Today, on 19 June 2024, from approximately 16:20 GMT to 17:30 GMT, Magic Pages had an outage that affected customer websites. I quickly want to share what happened, and how Magic Pages plans to avoid this in the future.
What happened?
I recently switched over the DNS handling of the magicpages.co domain from Cloudflare to Bunny.net's DNS service. The thought behind that was quite simple: Bunny is already taking care of the content delivery network β so let's also get the DNS routing from the same provider. Hopefully that makes things even faster.
The DNS routing ran through Bunny.net for the last three weeks or so. Everything was fine. However, yesterday, I noticed that some CNAME records on the magicpages.co domain simply didn't resolve anymore β even though they were there.
These CNAME records weren't mission critical β but important. They related to email delivery, specifically the DKIM-signing with Magic Pages's email provider AWS SES.
After some trial and error, I figured out that the issues seemed to stem directly from the way Bunny handles these records. So, the next step was simple: switch back to Cloudflare.
Since Cloudflare automatically imports existing DNS records, the switch back should have been quite smooth. Unfortunately, Cloudflare kinda screwed it up β and I didn't notice soon enough.
The core issue was that Cloudflare tried to add their own CDN/caching to all records. This majorly interfered with the content delivery network I have running with Bunny, as well as the SSL/TLS certificates that were issued for different magicpages.co subdomains.
The Ghost sites running on the Magic Pages infrastructure weren't directly affected by that. Just indirectly. The database server runs on a subdomain of magicpages.co β and all of the sudden that wasn't reachable anymore.
What did I do to fix this?
To fix this, I simply planned to add the proper DNS records on Cloudflare, and deactivate the caching. That was done fairly quickly. The only thing left to do was restarting all Ghost websites.
And this is where things went south.
The Magic Pages infrastructure is built on different servers. Some of these servers have the task of orchestrating sites (managers), some run the sites (workers). The managers and workers know each others hostnames (e.g. manager-X.magicpages.co) and communicate through these. And maybe you can already see where this is goingβ¦
These hostnames had the same problem as the database server. Cloudflare didn't properly import the DNS records β and the servers didn't know where to send their requests to.

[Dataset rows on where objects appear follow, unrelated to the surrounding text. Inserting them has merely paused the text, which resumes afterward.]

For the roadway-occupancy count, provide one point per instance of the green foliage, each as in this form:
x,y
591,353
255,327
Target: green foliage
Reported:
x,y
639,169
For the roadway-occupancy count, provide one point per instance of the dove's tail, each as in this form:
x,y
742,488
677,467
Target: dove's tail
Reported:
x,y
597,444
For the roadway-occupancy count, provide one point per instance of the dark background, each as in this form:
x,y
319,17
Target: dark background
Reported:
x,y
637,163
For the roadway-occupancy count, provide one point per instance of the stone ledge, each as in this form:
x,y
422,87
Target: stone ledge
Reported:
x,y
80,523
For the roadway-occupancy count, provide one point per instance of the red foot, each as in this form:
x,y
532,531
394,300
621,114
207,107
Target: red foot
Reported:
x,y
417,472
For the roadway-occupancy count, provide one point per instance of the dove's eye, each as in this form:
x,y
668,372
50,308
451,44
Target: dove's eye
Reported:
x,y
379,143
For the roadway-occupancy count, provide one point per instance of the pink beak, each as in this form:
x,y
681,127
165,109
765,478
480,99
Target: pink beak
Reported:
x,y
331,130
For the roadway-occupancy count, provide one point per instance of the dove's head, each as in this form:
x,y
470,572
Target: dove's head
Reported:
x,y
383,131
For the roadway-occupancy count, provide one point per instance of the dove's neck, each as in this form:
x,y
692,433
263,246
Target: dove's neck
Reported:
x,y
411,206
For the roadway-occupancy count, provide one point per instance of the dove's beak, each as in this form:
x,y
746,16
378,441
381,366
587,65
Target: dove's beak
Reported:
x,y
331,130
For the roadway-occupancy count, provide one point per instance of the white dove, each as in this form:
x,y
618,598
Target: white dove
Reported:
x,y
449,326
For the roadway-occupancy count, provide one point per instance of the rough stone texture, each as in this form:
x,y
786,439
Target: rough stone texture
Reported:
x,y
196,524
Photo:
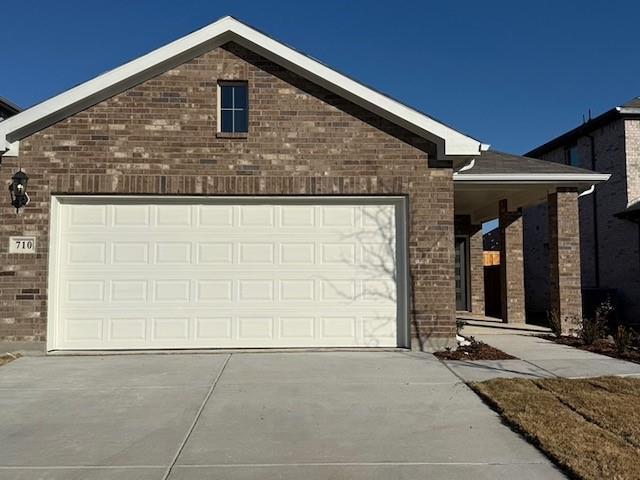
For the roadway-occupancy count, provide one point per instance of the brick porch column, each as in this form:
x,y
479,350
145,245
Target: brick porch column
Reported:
x,y
511,264
476,266
565,294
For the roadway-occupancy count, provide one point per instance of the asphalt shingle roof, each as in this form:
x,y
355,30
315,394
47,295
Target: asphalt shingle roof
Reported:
x,y
495,162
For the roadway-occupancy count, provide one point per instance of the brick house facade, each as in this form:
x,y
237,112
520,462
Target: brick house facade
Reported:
x,y
609,245
156,137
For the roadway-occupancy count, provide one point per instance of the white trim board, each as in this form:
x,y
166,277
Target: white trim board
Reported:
x,y
531,177
448,140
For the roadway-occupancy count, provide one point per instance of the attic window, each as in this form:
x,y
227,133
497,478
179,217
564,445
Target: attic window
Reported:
x,y
233,102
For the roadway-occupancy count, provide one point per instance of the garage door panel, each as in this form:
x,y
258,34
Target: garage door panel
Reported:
x,y
162,275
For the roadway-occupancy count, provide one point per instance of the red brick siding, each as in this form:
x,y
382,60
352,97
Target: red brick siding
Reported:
x,y
159,138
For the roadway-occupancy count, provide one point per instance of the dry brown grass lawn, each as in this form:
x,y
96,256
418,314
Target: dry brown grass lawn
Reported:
x,y
589,427
6,358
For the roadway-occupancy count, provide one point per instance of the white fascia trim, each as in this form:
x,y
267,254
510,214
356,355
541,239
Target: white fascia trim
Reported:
x,y
533,177
220,32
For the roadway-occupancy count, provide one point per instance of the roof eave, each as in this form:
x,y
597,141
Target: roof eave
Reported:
x,y
577,179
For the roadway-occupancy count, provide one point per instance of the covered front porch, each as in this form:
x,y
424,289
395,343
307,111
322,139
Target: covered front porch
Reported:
x,y
496,185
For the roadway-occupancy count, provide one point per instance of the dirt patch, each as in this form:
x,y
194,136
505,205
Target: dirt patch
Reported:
x,y
603,347
589,427
476,351
8,357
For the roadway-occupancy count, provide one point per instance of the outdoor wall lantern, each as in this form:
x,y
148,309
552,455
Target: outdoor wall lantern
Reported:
x,y
18,190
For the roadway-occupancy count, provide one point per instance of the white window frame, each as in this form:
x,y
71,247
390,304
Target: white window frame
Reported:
x,y
224,83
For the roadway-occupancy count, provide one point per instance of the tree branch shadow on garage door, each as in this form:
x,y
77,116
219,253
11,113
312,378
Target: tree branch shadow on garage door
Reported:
x,y
379,263
382,268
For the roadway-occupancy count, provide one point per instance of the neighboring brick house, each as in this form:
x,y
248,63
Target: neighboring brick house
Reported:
x,y
7,109
609,233
227,191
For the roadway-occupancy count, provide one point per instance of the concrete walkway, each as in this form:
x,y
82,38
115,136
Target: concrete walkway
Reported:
x,y
539,358
339,415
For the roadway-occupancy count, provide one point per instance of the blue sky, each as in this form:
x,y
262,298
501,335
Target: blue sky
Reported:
x,y
511,73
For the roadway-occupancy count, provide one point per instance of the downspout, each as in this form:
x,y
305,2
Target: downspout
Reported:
x,y
594,199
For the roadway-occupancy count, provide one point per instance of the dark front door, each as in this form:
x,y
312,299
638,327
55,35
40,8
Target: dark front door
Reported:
x,y
461,274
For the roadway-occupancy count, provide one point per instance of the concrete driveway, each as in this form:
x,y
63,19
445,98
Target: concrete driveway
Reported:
x,y
351,415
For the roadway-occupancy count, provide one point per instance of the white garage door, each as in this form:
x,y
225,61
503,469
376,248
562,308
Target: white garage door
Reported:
x,y
134,273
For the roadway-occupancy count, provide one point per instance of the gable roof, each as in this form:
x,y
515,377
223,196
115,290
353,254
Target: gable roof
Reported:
x,y
630,108
448,140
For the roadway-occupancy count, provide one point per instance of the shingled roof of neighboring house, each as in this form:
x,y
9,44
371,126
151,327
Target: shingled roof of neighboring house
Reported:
x,y
630,108
492,163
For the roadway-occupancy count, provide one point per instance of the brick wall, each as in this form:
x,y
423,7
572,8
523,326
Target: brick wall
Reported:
x,y
159,138
565,300
618,240
632,153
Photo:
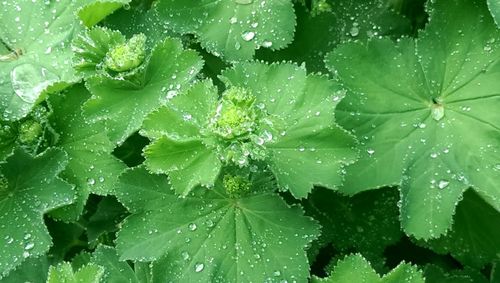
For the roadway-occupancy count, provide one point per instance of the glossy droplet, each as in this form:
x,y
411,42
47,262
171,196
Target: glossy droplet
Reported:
x,y
29,246
199,267
443,184
267,44
354,31
437,112
248,35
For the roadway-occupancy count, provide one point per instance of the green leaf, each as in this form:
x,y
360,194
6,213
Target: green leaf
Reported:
x,y
355,268
63,273
124,104
367,222
31,270
208,236
232,29
425,112
434,274
181,159
311,149
108,215
37,35
95,12
91,46
494,6
343,20
475,237
29,187
295,134
91,166
116,271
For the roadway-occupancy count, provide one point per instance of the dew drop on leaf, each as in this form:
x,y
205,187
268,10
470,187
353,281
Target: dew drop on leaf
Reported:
x,y
199,267
443,184
192,226
248,35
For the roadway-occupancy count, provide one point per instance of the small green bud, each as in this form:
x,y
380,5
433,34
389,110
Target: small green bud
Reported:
x,y
235,115
236,185
127,56
29,131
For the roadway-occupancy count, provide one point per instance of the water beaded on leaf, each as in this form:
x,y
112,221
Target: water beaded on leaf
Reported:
x,y
235,115
128,55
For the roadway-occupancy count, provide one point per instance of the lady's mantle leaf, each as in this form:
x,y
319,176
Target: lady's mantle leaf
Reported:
x,y
63,273
271,113
31,270
355,268
91,166
426,113
209,236
37,34
367,222
232,28
494,6
95,12
29,187
341,20
90,48
125,104
475,237
115,271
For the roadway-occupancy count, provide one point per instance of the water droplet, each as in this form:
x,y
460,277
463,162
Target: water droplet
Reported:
x,y
443,184
248,35
192,226
437,112
171,94
210,223
267,44
199,267
354,31
29,246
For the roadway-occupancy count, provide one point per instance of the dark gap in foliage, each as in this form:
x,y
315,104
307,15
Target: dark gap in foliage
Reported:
x,y
213,65
130,151
414,10
322,260
406,250
69,239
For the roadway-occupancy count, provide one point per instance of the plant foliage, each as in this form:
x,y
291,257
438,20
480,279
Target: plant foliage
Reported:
x,y
152,141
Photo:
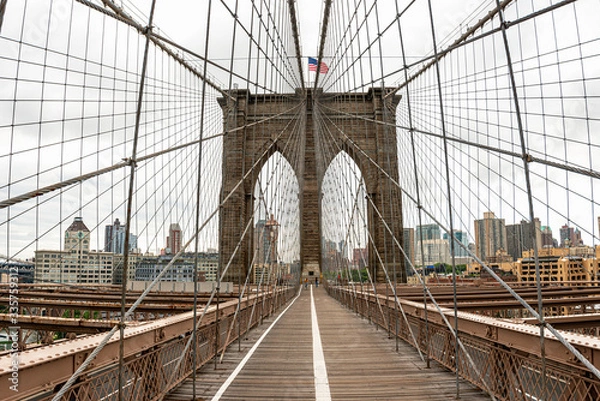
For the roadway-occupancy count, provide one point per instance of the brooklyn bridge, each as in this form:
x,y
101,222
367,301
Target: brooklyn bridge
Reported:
x,y
299,200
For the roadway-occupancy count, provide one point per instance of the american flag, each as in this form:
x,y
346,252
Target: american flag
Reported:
x,y
312,66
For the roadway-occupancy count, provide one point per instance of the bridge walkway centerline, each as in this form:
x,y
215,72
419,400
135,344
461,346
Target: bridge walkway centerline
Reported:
x,y
361,362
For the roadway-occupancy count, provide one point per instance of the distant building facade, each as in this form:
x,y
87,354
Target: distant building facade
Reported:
x,y
182,269
569,236
434,251
76,264
114,238
174,239
490,236
427,232
408,243
461,237
519,237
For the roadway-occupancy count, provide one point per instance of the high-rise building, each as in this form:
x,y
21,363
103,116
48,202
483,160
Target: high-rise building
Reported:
x,y
461,237
548,240
114,238
76,263
408,243
519,238
77,237
434,251
490,236
570,236
360,257
427,231
174,239
265,241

Since the servers all depend on each other (one server can be offline at any time β but all of them being "disconnected" at the same time is kind of an issue), fixing it took quite some time.
But, even when they were all online again, the DNS routing didn't want to work 100%, since Cloudflare stilled cached some of the records.
The solution: switching back to Bunny's DNS services β since I know that these worked.
Once I have done that, things were up and running within a minute. And I'll simply ignore the email issue for now (there is a workaround that I can use, so you'll still get emails from me, no worries).
What will I do to avoid that in the future?
The key issue here was the reliance on external hostnames that were based on DNS records. That was a big learning.
While the infrastructure is set up in a "high availability" cluster now, that isn't very useful, if there is one more "single point of failure": DNS.
That point of failure needs to go away. So, my next step is to make the communication between the individual servers independent of the DNS resolving of their hostnames by implementing an internal network.
This way, the servers will still be able to communicate, even if the magicpages.co domain is gone completely. The Magic Pages website might then be down, but all customer websites will keep running. Success!
Implementing this will be fairly easy. So, I assume that this will be done within a few days.